La gérontologie n’était pas son unique centre d’intérêt, comme le montrent ses autres investissements : vice-présidence de HABEO (Handicap, âge, bientraitance, écoute, orientation), présidence de l’Unafam (Union nationale de familles et amis de personnes malades et/ou handicapées psychiques) de 1994 à 1996, membre du comité d’honneur de Jalmalv (Jusqu’à la mort accompagner la vie) Ile-de-France, présidence du conseil d’administration de l’IDEF (Institut de l’enfance et de la famille), membre de l’ODAS (Observatoire national de l’action sociale décentralisée) et du Cedias-Musée social…
Celle qui préférait au terme « vieillir » celui d’« avancer en âge » était de tous les congrès du secteur gérontologique, où elle défendait ses convictions avec ferveur. « Elle avait un franc-parler dont on a, plus que jamais, besoin », affirme Alain Villez, conseiller technique à l’Uniopss, qui a travaillé à ses côtés sur le droit universel à l’autonomie, « le 5e risque, dont elle n’a malheureusement pas pu voir l’aboutissement ». Marie-Jo Guisset, responsable du pôle « initiatives locales » de la Fondation Médéric-Alzheimer, côtoyait Geneviève Laroque depuis 30 ans : « Nos premiers débats ont concerné les petites unités de vie, à propos desquelles elle était très réservée. Mais, même quand elle n’était pas d’accord, elle donnait son opinion avec beaucoup de respect. Elle avait toujours les mots justes et pertinents. »

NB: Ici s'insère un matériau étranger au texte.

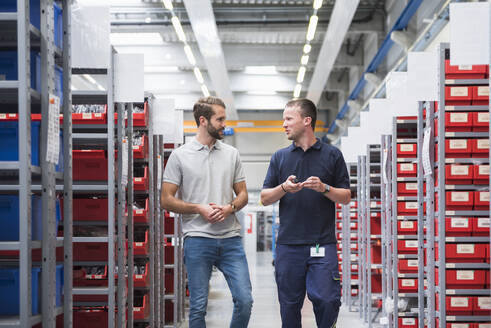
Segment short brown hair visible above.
[193,96,225,126]
[285,98,317,131]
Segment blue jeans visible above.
[184,237,252,328]
[275,244,341,328]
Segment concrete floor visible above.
[181,252,363,328]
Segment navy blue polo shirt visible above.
[263,139,350,245]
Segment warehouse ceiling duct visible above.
[307,0,360,104]
[184,0,238,120]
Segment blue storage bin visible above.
[56,264,64,307]
[0,268,41,315]
[0,195,61,241]
[0,0,63,48]
[0,121,41,166]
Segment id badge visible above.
[310,247,326,257]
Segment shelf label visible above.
[457,244,474,254]
[450,113,469,123]
[46,94,60,165]
[450,165,469,175]
[450,218,469,228]
[479,191,489,202]
[399,163,414,172]
[401,221,414,229]
[457,270,474,280]
[479,164,489,175]
[450,191,470,202]
[450,297,469,307]
[477,112,489,123]
[477,86,489,97]
[450,87,469,97]
[477,218,489,228]
[449,139,467,149]
[477,139,489,149]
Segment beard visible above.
[206,122,223,140]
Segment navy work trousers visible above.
[275,244,341,328]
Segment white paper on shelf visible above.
[407,51,440,101]
[71,0,111,69]
[46,94,60,165]
[114,54,145,102]
[121,138,128,186]
[449,2,489,65]
[422,128,433,176]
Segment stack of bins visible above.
[432,49,491,327]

« Elle avait une libre parole, certes, mais ce n’était en rien de l’agitation d’idées ; plutôt une réflexion personnelle sur la place des personnes âgées basée sur son parcours institutionnel », pointe Jean-Michel Hote, secrétaire général de la Fondation nationale de gérontologie. « Elle martelait l’idée qu’il y a une vieillesse ordinaire sans incapacités – comme elle – et souhaitait qu’après le mouvement de libération de la jeunesse et celui de la femme, il existe enfin un mouvement de libération des vieux ! » Jean-Michel Hote rappelle, en outre, que cette militante s’intéressait à la formation professionnelle et restait attentive à l’évolution des métiers de la gérontologie, de l’aide médico-psychologique au gériatre. « Elle avait encore des projets comme de travailler sur les questions d’éthique et mettre à jour la charte des droits et libertés des personnes âgées. »
Si la présidence de la fondation reste vacante, Geneviève Laroque – qui a assuré ses missions jusqu’au bout – avait préparé le terrain pour son successeur en réfléchissant au « repositionnement » de l’institution face à la baisse des financements publics.
Née en 1930, Geneviève Laroque a été diplômée de l’ENA en 1965 (promotion Stendhal). Après un passage (1975-1983) à l’AP-HP en tant que directrice déléguée pour les établissements de moyen et long séjour, elle entre à la direction générale de la santé (1983-1987) comme sous-directrice, puis comme chef de service, avant de devenir inspectrice générale des affaires sociales (1987-1996). Elle est alors détachée pour diriger le cabinet de Michel Gillibert, secrétaire d’Etat aux handicapés et accidentés de la vie, en 1988, puis celui de Théo Braun, ministre délégué aux personnes âgées, en 1990.
Elle présidait la FNG (Fondation nationale de gérontologie) depuis 1991.